By ATTN Desk · Editorial oversight: Sean Han

Walt Disney Co. (DIS) today reported its Fiscal 2026 first-quarter results (ended December 27). Revenue rose 5% year-over-year to $26.0 billion (approximately KRW 34 trillion), but total segment operating income fell 9% to $4.6 billion (about KRW 6 trillion), and diluted EPS declined 4% to $1.34. The company said operating cash flow dropped sharply—driven by the consolidation of FuboTV, the shift to equity-method accounting for its Indian Reliance joint venture, and higher taxes and capital expenditures—causing free cash flow to turn negative for the quarter. For Q2 and the full fiscal year, Disney aims to sustain profitability in its subscription-video-on-demand (SVOD) business, grow segment operating income and adjusted EPS, generate roughly $19 billion in operating cash flow, and repurchase about $7 billion of its shares.

Streaming Services

Disney has also been reinforcing its sports division around ESPN. On February 1, after securing regulatory approval, ESPN completed its acquisition of NFL Network and RedZone broadcasting rights, while the NFL took a 10% stake in ESPN. The deal integrates NFL Network and RedZone into the ESPN platform and lays the groundwork for joint content initiatives under their equity partnership.

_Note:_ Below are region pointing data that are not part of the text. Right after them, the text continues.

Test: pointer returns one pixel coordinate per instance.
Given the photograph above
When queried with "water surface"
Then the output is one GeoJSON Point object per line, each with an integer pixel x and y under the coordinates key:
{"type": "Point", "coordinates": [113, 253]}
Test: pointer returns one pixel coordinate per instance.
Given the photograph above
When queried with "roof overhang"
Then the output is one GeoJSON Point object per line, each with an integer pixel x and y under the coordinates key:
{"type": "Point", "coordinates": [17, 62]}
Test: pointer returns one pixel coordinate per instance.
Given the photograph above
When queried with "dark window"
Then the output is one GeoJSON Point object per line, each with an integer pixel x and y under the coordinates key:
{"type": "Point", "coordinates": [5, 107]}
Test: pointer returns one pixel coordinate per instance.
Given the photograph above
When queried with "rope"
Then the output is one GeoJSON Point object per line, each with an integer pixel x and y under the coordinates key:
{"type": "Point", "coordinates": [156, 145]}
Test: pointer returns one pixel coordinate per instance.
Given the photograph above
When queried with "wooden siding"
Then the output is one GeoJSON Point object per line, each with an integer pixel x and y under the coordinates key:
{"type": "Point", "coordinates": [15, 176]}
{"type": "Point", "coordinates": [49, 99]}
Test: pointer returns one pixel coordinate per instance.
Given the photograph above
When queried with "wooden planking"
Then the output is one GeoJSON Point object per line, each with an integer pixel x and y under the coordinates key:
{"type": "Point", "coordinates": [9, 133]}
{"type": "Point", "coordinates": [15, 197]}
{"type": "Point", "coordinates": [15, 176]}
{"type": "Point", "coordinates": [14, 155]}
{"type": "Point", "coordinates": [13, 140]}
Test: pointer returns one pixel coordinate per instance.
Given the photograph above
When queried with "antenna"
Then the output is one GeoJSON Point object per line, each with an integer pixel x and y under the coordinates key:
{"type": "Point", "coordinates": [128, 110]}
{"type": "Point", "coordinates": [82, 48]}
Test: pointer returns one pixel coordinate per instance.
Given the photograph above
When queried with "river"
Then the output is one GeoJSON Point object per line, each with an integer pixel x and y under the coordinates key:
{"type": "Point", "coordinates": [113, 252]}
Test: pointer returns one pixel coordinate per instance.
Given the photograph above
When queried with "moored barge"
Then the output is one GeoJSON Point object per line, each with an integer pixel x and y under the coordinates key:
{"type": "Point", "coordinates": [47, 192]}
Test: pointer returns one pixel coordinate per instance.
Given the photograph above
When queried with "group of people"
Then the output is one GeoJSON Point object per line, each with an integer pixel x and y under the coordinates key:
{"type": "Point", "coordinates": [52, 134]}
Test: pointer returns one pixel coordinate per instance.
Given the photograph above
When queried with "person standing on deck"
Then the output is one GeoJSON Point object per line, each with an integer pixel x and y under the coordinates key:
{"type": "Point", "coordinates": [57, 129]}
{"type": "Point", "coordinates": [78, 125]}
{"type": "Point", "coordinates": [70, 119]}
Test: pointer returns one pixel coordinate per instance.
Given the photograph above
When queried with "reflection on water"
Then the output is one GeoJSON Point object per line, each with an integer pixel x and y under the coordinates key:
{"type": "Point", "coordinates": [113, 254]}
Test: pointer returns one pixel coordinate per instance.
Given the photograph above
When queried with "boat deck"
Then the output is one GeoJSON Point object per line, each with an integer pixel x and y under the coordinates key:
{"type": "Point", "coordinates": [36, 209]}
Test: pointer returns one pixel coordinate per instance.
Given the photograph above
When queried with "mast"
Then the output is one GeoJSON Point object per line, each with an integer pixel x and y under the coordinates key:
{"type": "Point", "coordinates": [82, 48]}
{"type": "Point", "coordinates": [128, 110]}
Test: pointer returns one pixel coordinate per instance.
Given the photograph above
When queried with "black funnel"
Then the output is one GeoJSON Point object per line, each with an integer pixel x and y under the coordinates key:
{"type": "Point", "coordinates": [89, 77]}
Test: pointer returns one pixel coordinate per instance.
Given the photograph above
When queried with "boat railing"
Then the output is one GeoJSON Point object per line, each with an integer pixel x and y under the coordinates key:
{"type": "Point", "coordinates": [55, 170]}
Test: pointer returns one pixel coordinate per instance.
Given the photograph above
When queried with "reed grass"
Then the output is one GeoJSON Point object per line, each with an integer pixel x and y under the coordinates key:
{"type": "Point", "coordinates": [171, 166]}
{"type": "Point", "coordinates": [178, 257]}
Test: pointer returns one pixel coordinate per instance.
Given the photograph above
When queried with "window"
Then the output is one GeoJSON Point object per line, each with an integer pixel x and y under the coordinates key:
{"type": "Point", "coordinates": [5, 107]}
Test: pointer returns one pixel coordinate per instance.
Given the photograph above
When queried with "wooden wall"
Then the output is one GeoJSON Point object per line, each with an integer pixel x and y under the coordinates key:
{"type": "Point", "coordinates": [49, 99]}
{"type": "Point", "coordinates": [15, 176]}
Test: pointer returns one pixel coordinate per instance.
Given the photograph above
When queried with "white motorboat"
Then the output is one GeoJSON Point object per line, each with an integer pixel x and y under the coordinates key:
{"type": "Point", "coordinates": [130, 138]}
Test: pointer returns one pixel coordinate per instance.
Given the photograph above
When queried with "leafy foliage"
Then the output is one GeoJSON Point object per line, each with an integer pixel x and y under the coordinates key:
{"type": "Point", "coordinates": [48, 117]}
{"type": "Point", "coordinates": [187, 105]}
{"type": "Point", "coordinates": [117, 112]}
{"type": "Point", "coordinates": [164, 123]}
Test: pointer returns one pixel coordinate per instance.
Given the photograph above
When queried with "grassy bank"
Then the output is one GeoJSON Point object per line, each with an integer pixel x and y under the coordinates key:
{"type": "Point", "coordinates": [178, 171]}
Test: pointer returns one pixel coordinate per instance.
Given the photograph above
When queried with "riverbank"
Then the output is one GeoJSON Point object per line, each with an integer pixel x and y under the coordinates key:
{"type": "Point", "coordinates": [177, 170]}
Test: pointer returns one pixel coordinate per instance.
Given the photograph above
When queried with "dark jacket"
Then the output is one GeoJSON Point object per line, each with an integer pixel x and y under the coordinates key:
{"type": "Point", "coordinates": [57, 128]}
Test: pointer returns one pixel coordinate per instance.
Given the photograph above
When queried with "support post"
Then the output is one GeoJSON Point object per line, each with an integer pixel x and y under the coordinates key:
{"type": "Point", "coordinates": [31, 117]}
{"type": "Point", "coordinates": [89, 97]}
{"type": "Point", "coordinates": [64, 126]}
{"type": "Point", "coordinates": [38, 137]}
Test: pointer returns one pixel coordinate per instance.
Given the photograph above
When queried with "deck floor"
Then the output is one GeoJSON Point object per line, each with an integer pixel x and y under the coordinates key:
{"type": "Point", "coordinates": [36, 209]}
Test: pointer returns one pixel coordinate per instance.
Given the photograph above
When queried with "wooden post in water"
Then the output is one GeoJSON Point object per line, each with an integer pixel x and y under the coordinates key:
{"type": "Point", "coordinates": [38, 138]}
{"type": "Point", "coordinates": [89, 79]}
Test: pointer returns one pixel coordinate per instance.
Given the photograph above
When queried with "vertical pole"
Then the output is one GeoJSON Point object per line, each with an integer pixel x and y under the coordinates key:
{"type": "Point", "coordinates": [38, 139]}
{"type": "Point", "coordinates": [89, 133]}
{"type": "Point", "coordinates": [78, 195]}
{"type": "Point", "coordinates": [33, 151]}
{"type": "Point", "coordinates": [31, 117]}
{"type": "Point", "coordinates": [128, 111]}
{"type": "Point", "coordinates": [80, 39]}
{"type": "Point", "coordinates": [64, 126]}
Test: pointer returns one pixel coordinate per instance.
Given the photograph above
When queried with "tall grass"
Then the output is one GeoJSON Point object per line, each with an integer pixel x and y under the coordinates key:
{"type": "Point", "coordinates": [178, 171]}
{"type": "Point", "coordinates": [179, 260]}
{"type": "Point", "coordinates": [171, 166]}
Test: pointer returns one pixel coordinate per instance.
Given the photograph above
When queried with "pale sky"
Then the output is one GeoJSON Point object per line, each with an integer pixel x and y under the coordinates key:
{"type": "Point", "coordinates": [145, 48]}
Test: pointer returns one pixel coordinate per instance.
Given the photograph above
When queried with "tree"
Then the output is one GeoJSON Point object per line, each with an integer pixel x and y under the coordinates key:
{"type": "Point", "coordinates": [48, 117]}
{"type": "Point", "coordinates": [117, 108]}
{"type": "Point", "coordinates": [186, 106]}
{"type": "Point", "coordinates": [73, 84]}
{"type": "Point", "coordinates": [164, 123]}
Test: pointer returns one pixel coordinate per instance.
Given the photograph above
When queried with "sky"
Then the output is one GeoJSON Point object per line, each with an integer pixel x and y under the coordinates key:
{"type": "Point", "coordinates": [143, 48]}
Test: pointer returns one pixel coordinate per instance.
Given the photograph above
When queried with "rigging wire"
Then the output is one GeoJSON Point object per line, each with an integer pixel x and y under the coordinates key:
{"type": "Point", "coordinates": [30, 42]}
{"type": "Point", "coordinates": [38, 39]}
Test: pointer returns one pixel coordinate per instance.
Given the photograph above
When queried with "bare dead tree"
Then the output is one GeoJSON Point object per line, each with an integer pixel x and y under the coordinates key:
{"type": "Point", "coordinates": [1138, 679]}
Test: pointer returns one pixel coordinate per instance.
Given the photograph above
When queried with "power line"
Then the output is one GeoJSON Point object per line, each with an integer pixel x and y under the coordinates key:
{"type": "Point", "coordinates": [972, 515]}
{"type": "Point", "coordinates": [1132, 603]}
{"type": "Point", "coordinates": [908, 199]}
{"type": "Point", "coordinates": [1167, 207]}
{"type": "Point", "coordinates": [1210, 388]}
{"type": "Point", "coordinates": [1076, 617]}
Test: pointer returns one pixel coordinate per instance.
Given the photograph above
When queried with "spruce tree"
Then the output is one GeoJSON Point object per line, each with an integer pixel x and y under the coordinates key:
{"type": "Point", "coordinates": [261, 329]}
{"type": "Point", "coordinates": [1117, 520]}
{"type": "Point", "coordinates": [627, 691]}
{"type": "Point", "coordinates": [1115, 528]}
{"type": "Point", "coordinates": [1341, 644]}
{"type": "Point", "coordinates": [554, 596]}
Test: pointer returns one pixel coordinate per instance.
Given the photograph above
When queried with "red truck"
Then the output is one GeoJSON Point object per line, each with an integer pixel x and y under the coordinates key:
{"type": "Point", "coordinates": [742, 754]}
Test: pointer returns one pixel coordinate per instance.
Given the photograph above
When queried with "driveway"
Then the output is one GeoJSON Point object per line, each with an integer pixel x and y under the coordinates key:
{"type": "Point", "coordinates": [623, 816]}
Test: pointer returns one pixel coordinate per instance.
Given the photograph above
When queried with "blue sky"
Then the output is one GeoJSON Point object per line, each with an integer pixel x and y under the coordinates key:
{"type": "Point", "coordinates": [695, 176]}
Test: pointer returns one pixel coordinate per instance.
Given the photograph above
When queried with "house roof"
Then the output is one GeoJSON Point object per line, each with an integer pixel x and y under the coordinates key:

As a leading entertainment conglomerate, Disney spans film and television production; streaming services including Disney+ and Hulu; sports channels led by ESPN; and theme parks, resorts, and cruise lines. With subscriber growth slowing and cord-cutting trends persisting across the U.S. media and streaming landscape, investors and industry watchers are focusing on Disney’s streaming margins and its strategy for securing sports broadcast rights.